Founded in 1248, Clare Priory is one of the oldest religious houses in England, occupied by the order that founded it. The Augustinians, or Austin Friars, came to Clare from northern France at the invitation of the Earl of Clare, Gloucester and Hertford, Sir Richard de Clare, to build their first foundation in the British Isles. From here the Order established 34 houses, and was to spread all over England and Ireland during the Middle Ages, and in more recent times to the United States, Australia, Africa, and Korea.

Priory Front

Of its foundation the famous Augustinian chronicler John Capgrave said: 'Alexander the Pope gave us leave for us to build convents in these places.
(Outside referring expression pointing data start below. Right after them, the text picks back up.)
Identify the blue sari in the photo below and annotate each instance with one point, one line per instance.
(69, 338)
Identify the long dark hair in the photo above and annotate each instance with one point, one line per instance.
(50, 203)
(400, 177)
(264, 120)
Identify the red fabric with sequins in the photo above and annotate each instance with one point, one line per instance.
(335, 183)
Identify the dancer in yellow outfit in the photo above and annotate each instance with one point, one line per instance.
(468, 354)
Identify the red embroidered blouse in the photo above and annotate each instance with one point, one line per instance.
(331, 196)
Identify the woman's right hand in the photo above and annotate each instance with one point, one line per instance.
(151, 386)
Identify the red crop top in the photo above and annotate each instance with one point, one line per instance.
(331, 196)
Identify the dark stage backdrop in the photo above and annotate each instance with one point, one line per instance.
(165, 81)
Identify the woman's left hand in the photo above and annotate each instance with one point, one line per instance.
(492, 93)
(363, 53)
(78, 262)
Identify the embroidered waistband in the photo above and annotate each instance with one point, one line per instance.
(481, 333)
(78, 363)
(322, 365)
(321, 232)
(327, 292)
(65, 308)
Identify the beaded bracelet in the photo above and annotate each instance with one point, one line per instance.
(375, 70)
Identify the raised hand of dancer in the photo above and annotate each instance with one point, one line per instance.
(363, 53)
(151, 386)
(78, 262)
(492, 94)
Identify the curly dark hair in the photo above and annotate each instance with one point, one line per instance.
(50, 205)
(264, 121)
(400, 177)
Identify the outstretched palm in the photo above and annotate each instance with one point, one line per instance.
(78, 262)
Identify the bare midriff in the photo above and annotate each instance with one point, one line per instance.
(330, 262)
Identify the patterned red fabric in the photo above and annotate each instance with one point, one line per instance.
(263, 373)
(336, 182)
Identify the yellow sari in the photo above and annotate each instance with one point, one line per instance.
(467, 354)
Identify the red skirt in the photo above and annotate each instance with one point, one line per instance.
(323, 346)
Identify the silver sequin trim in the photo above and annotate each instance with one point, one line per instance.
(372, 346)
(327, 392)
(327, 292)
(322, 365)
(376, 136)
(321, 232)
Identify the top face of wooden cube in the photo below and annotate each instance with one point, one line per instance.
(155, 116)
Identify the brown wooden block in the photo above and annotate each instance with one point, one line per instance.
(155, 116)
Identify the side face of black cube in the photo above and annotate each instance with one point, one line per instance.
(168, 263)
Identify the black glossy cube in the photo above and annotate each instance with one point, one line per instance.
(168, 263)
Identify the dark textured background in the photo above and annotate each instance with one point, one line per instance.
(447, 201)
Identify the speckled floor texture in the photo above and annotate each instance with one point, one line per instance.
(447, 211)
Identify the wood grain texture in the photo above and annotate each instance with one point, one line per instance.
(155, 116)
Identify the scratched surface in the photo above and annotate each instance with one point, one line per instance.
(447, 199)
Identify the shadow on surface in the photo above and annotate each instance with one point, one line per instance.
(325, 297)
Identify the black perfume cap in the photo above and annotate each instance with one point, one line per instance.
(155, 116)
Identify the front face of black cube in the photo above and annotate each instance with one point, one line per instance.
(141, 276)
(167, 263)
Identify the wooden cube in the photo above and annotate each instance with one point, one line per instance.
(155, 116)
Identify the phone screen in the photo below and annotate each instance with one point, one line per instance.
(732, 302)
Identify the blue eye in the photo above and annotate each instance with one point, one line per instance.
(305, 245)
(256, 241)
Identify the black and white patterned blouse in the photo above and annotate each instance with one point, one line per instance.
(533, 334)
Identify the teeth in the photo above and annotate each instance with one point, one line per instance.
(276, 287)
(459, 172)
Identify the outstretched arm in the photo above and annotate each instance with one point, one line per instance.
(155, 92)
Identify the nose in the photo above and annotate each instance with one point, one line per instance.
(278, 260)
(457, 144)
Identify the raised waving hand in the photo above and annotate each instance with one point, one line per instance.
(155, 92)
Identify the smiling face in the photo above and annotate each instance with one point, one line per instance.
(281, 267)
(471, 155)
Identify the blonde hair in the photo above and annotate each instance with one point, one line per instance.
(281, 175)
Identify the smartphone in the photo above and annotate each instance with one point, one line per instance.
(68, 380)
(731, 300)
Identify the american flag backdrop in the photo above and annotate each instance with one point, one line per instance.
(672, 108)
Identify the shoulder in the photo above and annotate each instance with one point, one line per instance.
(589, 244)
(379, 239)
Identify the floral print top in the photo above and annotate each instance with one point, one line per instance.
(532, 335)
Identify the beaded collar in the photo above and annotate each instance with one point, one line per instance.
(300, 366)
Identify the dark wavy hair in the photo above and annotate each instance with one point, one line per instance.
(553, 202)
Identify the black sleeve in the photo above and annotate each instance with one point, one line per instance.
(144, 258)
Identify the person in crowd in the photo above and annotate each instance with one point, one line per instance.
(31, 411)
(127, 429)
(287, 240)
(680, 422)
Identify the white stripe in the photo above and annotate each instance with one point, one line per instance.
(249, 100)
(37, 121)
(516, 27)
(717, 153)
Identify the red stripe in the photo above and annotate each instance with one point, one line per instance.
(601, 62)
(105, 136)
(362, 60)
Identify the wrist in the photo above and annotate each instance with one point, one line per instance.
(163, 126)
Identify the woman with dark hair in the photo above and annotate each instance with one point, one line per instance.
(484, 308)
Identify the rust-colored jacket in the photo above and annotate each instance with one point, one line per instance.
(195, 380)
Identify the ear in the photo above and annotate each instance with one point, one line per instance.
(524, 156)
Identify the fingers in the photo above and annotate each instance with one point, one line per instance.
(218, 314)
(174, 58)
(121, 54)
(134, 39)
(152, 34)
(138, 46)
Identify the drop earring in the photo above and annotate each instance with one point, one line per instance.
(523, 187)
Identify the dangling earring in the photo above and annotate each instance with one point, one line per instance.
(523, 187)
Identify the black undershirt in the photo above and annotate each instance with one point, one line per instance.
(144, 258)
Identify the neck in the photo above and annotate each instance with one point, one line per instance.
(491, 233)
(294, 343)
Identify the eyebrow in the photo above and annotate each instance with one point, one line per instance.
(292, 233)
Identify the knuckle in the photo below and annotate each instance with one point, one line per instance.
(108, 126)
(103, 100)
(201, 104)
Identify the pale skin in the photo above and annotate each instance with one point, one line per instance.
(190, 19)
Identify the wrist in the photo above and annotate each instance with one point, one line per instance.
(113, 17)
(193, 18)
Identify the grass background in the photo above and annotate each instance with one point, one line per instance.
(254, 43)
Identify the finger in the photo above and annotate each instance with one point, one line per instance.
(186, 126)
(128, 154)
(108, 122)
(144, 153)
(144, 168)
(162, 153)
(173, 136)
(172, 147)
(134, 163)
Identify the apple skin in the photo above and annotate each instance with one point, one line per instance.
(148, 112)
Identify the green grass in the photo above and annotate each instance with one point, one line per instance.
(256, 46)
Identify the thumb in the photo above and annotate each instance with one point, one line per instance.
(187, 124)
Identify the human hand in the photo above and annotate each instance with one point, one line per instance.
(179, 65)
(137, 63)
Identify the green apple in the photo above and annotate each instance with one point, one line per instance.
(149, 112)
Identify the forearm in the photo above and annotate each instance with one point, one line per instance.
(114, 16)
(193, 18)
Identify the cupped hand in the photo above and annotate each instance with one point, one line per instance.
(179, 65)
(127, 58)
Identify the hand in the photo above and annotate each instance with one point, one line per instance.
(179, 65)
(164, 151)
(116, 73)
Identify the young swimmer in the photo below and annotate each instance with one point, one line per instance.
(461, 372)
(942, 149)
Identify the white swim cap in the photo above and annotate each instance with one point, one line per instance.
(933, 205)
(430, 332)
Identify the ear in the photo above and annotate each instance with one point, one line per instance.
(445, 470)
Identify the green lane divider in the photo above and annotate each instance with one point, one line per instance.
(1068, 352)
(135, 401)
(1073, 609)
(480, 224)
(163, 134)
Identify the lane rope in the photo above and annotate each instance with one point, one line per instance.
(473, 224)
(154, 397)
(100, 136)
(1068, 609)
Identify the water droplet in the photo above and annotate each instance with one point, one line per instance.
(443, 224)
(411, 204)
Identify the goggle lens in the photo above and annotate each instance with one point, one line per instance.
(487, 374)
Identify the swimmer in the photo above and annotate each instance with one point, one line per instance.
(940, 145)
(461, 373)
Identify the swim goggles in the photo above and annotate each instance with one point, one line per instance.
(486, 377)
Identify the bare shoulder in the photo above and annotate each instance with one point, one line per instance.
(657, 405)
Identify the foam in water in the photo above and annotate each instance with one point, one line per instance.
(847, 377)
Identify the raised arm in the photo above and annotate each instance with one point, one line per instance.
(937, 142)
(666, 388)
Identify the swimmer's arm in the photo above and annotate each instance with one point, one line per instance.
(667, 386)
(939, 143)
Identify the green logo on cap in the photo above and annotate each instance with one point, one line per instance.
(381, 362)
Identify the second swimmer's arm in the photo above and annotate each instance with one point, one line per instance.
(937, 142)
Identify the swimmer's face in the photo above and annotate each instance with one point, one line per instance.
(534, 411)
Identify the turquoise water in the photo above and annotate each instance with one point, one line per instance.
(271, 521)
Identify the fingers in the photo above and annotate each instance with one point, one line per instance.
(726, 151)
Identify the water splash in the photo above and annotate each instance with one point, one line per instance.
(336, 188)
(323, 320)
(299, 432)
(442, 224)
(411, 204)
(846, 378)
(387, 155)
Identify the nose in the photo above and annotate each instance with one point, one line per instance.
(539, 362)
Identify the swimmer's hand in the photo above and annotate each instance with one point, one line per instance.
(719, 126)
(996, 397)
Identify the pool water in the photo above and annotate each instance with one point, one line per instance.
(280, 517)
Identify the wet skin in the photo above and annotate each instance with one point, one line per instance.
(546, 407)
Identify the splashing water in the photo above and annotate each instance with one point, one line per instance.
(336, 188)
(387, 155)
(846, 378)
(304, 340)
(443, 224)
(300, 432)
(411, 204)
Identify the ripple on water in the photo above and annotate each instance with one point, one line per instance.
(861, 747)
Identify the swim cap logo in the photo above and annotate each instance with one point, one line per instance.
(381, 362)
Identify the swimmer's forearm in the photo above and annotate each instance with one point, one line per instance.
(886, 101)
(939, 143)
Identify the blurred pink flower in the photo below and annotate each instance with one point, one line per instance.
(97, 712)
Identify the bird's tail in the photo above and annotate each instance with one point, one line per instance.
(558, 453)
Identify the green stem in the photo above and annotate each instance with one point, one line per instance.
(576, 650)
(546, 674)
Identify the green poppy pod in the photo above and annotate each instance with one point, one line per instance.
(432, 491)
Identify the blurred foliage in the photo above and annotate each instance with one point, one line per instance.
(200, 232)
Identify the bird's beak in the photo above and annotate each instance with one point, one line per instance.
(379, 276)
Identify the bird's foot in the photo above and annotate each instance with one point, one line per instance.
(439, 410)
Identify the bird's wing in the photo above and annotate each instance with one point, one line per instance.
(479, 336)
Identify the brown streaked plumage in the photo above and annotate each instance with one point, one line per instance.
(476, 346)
Surek, Clayanger, Clare and Sidingborn and others, but there took no place but Clare and Wodus (Woodhouse). Then had this order leave for to enter and build. But they built not greatly until the year of the Lord 1248'.

The size of the community was never more than about thirty friars, and was suppressed by Henry VIII's agents in 1538. No one knows what happened to the friars, though another Austin friar, John Stone, was executed in Canterbury in 1539 for refusing to sign the Oath of Supremacy. He is now numbered among the forty Catholic Martyrs of England and Wales.

After the suppression of the Priory ownership of the buildings, goods, lands and revenues became the property of the Crown, and so passed into private ownership.

In 1865 the Irish Provincial appointed one of his young priests as parish priest of the newly formed parish of St. Monica's, Hoxton Square. This marked the first permanent Augustinian foundation in England since the reformation. The status of the English houses was that of a vice-province of the Irish province (the old English province was restored in 1977).

The family longest in possession of the estate was the Barnardistones, who were succeeded in it by a collateral branch, the Barkers.

The last member to occupy it as a private residence was the daughter of Sir George Digby Barker and the widow of Sir Henry May, Helena Augusta Victoria, who died in 1945. Before her death she and her children had decided that the conditions to be expected after the Second World War would make it impossible for the Priory and its grounds to be maintained as a family home; and Lady May Barker, though not a Catholic, was urgent in recommending that it should, if at all possible, be acquired again by its original owners, the Augustinian Friars.

History turned full circle when the Augustinians returned to Clare in 1953, thanks to the generosity of the May family who allowed the Order to purchase the house for only a fraction of its true value.

The present day priory community is made up of lay people and friars living a common life of prayer, work and friendship, which is open to those who wish to join them for a few days, or longer.